2. The rotating detonation combustor of claim 1, wherein the fuel inlet is orthogonal to the air inlet.

3. The rotating detonation combustor of claim 1, wherein the cross-section of the annular passage is elliptical.

4. The rotating detonation combustor of claim 1, wherein the inner wall and the outer wall each comprise a plurality of straight wall segments; and wherein the cross-section of the annular passage comprises a plurality of straight passages disposed between the straight wall segments of the inner wall and the straight wall segments of the outer wall.

5. The rotating detonation combustor of claim 4, wherein the plurality of straight passages defines an elongated octagonal cross-section having eight straight passages.

6. The rotating detonation combustor of claim 1, wherein the inner wall and the outer wall each comprise a plurality of straight wall segments and a plurality of arcuate wall segments in an alternating series; and wherein the cross-section of the annular passage comprises an alternating series of straight passages and arcuate passages defined, respectively, between the straight wall segments and the arcuate wall segments of the inner wall and the outer wall.

7. The rotating detonation combustor of claim 6, wherein the alternating series of straight wall segments and arcuate wall segments in each of the inner wall and the outer wall defines a generally racetrack-shaped cross-section; and wherein the alternating series of straight wall segments and arcuate wall segments comprises a first straight side, a first arcuate side connected to the first straight side, a second straight side connected to the first arcuate side, and a second arcuate side extending between the second straight side and the first straight side.

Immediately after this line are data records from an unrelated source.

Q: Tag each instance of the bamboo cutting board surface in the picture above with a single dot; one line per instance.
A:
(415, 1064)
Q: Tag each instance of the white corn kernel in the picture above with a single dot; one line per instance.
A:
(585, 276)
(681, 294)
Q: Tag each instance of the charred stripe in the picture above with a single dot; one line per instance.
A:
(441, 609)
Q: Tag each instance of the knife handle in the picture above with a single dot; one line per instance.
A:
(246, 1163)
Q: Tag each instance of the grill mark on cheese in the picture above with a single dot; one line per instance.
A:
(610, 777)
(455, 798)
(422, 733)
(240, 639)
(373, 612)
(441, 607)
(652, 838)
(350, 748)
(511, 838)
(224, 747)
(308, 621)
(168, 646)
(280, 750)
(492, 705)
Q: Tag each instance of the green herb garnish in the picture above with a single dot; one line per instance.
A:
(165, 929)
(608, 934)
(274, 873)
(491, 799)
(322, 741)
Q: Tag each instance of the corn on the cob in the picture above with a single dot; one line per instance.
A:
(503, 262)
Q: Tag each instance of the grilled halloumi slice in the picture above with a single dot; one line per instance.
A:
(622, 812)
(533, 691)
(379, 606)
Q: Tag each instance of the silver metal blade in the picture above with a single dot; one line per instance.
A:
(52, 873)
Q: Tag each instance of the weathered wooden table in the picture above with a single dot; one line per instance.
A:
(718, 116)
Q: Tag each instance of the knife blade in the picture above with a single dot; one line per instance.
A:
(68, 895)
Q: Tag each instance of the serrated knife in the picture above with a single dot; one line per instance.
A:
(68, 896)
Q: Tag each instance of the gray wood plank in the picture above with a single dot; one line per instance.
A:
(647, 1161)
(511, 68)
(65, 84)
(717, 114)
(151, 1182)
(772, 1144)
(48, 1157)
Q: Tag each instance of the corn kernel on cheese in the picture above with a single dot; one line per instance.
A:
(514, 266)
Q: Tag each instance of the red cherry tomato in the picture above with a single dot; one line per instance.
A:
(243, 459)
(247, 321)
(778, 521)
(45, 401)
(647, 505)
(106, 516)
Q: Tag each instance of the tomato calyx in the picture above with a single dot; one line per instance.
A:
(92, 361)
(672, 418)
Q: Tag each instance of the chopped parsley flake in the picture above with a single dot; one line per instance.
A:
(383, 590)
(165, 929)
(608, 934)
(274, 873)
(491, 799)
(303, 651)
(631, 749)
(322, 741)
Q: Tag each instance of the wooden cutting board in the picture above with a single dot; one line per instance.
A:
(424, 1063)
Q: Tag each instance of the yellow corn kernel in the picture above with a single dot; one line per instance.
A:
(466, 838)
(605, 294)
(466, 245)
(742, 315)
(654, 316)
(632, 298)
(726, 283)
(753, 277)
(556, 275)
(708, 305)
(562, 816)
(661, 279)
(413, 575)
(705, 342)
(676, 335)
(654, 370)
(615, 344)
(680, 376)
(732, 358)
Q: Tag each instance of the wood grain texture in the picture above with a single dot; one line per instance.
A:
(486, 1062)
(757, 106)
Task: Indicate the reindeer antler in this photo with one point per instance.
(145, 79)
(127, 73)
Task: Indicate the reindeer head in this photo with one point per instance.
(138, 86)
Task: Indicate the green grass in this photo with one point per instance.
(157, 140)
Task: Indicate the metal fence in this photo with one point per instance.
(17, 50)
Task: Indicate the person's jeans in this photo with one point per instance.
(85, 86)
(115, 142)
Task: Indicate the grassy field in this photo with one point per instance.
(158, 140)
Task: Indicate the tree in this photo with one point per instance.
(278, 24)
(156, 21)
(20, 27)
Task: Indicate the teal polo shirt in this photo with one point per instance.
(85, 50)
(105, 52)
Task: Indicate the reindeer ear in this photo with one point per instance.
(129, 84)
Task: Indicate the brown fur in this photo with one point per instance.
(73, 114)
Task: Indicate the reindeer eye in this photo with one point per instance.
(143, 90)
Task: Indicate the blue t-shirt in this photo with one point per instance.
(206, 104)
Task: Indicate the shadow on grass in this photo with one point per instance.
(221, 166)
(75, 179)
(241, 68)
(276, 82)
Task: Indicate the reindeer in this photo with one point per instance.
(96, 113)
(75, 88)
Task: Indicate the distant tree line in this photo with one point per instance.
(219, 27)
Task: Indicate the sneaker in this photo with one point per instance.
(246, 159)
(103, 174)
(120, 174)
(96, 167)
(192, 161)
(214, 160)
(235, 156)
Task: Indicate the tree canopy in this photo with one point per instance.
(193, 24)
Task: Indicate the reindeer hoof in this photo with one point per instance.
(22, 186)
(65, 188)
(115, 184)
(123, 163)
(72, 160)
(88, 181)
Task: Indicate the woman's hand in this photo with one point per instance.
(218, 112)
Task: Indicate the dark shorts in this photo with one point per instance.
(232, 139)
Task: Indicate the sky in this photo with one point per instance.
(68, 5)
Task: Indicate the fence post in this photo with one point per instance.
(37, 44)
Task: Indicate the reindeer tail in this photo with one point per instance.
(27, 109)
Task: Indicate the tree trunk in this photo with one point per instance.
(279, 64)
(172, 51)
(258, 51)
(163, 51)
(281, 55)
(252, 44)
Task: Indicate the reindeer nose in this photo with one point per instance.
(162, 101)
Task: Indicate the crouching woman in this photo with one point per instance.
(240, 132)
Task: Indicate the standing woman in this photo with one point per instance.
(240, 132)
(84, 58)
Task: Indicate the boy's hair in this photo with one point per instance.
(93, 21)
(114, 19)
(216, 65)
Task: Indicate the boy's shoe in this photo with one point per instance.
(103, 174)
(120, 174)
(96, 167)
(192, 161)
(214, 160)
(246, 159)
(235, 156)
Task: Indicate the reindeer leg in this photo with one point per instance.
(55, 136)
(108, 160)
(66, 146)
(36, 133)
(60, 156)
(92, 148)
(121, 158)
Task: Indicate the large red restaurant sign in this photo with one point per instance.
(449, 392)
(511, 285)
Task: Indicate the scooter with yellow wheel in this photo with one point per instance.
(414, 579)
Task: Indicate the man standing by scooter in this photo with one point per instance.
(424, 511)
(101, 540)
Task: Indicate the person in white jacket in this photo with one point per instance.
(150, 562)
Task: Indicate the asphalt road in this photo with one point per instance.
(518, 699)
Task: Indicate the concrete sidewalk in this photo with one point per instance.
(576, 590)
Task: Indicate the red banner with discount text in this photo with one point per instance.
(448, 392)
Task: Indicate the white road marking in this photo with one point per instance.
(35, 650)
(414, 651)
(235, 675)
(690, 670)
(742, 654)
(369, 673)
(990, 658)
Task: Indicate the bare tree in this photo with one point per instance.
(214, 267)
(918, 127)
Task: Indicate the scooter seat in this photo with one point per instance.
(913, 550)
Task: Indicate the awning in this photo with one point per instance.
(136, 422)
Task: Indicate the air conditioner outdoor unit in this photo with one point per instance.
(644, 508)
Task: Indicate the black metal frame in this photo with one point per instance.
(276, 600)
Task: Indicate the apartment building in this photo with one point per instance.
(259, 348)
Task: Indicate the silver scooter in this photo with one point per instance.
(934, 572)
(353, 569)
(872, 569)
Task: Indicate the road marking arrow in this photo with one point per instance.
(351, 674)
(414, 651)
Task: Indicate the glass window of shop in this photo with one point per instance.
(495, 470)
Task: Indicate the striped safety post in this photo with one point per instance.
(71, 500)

8. The rotating detonation combustor of claim 6, wherein the alternating series of straight wall segments and arcuate wall segments in each of the inner wall and the outer wall defines a generally triangular cross-section; and wherein the alternating series of straight wall segments and arcuate wall segments comprises a first straight side, a first arcuate corner connected to the first straight side, a second straight side connected to the first arcuate corner, a second arcuate corner connected to the second straight side, a third straight side connected to the second arcuate corner, and a third arcuate corner extending between the third straight side and the first straight die.

9. The rotating detonation combustor of claim 6, wherein the alternating series of straight wall segments and arcuate wall segments of each of the inner wall and the outer wall defines an elongated octagonal cross-section having eight straight sides and eight arcuate corners.

10. The rotating detonation combustor of claim 6, wherein the fuel inlet comprises a plurality of fuel inlets; and wherein the fuel inlets are disposed in fluid communication only with the straight wall segments.

11. The rotating detonation combustor of claim 1, further comprising a first fluid plenum wall defining a first fluid plenum in communication with at least one of the air inlet and the fuel inlet.

12. The rotating detonation combustor of claim 11, wherein the first fluid plenum wall is radially inward of the radially inner wall.

13. The rotating detonation combustor of claim 12, wherein the first fluid plenum wall is radially outward of the radially outer wall.

14. The rotating detonation combustor of claim 11, further comprising a second fluid plenum wall defining a second fluid plenum in communication with at least one of the air inlet and the fuel inlet.

15. The rotating detonation combustor of claim 11, wherein the first fluid plenum wall is disposed radially inward of the radially inner wall; and wherein the second fluid plenum wall is disposed radially outward of the radially outer wall.